嵌入数据库,再也不用担心词的数量太多
嵌入模型是神经网络提取数据特征向量的重要工具,承担整个模型的记忆功能,但随着数据量及数据类型的增加,需要保存在内存上的张量也越大,机器成本越来越高,大量数据的向量在训练过程中只有局部生效,为什么不放在数据库中按需提取?所以,封装了nn.Embedding模型用来支持数据库存储。效果还行
dict_embedding.py
import torch
import torch.nn as nn
import sqlite3
from configs.task_config import config
class DictEmbedding(nn.Module):
def __init__(self, cache_size, hidden_dim, nn_pool, table_name='embedding'):
super(DictEmbedding, self).__init__()
self.cache_size = cache_size
self.hidden_dim = hidden_dim
# 如果是词多是连续就用nn.Parameter, 随机选取nn.Embedding性能会更好
self.emb_table = nn.Embedding(cache_size, hidden_dim)
self.word2emb = {}
self.emb2word = {}
self.emb_buffer = 0
self.table_name = table_name
self.sqlite_pool = nn_pool
def check_buffer(self, word_ids):
word_id = self.emb2word.get(self.emb_buffer)
while word_id is not None and word_id in word_ids:
self.emb_buffer = (self.emb_buffer + 1) % self.cache_size
word_id = self.emb2word.get(self.emb_buffer)
self.word2emb.pop(word_id, None)
return self.emb_buffer, word_id
def get_index(self, word_ids):
emb_ids = [self.word2emb.get(key) for key in word_ids]
if None in emb_ids:
new_add = {}
old_word_ids = []
for k, v in enumerate(emb_ids):
if v is None:
word_id = word_ids[k]
emb_id = new_add.get(word_id)
if emb_id is not None:
emb_ids[k] = emb_id
continue
new_emb_id, old_word_id = self.check_buffer(word_ids)
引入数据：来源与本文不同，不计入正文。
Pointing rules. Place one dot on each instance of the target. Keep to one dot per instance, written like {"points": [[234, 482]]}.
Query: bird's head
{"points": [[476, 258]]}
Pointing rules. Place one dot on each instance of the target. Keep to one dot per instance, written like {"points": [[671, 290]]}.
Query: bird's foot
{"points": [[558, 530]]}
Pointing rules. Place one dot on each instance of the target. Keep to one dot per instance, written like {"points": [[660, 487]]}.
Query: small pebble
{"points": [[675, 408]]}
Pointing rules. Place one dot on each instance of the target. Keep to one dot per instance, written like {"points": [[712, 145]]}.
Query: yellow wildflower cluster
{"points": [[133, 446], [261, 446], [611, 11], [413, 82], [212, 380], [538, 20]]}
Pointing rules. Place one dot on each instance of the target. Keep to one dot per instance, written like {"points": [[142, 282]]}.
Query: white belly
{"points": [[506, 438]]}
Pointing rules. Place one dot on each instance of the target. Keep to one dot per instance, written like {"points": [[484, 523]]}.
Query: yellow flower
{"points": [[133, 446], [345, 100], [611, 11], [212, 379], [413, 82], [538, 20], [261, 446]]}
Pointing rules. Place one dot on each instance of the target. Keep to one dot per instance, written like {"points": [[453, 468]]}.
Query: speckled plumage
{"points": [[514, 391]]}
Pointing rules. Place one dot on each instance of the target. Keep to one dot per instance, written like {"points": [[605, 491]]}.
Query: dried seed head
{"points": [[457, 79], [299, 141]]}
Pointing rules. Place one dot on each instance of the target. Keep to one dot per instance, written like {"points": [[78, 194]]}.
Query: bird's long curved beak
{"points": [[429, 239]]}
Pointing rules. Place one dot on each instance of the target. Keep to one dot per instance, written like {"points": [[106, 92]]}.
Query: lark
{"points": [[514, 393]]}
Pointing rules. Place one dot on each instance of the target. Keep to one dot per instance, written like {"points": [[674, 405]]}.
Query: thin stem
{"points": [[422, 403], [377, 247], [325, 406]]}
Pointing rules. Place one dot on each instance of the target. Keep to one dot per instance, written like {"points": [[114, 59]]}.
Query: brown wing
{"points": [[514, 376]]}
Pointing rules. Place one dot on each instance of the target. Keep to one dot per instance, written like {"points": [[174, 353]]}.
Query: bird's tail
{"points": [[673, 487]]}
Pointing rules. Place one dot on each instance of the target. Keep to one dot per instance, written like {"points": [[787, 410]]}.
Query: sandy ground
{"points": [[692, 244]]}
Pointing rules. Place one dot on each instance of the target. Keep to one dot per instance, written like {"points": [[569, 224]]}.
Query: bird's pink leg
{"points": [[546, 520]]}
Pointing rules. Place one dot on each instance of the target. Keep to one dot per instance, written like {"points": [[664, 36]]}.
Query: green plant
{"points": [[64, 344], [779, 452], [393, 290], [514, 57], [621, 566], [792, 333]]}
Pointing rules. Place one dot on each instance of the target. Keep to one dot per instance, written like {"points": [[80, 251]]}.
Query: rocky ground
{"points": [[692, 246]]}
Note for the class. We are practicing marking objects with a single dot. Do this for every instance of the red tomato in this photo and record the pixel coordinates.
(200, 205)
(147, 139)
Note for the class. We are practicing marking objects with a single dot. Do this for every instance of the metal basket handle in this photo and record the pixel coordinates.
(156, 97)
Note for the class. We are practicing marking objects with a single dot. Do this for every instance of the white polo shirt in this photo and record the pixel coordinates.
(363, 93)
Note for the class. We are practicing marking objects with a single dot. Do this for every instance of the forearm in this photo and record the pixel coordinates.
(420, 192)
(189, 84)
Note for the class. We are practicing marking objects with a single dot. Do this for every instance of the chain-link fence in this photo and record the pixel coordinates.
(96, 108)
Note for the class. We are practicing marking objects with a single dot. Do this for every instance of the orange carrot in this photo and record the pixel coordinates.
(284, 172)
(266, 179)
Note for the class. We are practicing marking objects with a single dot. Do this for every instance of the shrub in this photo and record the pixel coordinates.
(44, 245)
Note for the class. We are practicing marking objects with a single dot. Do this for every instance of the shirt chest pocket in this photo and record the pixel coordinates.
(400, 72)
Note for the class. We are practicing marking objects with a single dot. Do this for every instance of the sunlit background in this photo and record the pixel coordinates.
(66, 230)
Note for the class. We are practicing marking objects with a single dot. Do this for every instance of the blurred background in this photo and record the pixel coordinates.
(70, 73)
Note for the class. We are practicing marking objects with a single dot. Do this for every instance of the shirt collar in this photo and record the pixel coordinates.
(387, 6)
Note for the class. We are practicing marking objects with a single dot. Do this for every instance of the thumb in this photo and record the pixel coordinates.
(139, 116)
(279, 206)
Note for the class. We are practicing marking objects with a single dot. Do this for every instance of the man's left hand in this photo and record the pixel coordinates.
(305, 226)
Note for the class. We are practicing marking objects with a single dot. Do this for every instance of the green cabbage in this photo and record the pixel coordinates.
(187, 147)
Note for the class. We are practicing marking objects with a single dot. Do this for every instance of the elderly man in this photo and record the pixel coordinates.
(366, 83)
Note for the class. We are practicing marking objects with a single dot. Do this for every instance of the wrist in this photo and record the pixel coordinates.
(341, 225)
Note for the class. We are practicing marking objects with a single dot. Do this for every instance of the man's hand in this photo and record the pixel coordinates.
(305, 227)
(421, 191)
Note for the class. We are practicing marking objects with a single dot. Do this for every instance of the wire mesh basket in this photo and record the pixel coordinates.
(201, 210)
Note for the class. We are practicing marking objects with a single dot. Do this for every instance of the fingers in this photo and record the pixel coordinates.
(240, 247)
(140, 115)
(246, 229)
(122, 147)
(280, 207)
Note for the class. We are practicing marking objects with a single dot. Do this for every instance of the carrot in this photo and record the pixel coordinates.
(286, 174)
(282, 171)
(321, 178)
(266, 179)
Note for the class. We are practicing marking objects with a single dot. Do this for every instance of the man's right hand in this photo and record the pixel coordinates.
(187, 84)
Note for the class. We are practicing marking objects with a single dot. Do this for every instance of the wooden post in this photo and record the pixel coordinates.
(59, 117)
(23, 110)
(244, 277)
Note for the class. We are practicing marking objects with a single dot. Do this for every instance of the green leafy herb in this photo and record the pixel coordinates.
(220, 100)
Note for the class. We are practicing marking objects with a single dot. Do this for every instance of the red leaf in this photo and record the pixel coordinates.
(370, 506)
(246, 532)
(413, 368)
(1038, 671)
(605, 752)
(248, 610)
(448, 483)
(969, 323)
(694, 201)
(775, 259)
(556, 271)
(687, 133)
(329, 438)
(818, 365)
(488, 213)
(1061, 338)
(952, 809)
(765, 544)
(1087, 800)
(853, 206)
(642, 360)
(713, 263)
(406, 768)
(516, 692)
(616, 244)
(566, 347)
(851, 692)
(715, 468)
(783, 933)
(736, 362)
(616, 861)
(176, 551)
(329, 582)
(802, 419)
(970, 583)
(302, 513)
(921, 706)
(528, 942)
self.emb2word[new_emb_id] = word_id
self.word2emb[word_id] = new_emb_id
emb_ids[k] = new_emb_id
self.emb_buffer = (self.emb_buffer + 1) % self.cache_size
new_add[word_id] = new_emb_id
old_word_ids.append(old_word_id)
self.update_emb(new_add, old_word_ids)
return emb_ids
def forward(self, word_ids):
emb_ids = self.get_index(word_ids)
emb_vs = self.emb_table(torch.IntTensor(emb_ids).to(config.device))
return emb_vs
def save_emb(self, word_id, emb_vector):
self.sqlite_pool.insert(f"REPLACE INTO {self.table_name}(id, emb) VALUES (?, ?)",
(word_id, sqlite3.Binary(emb_vector.cpu().detach().numpy())))
def save_emb_bath_(self, word_ids, emb_vectors):
embeddings = [sqlite3.Binary(e.cpu().detach().numpy()) for e in emb_vectors]
data = [(i, embs) for i, embs in zip(word_ids, embeddings)]
def _executemany(cursor):
cursor.executemany(f'REPLACE INTO {self.table_name}(id, emb) VALUES (?, ?)', data)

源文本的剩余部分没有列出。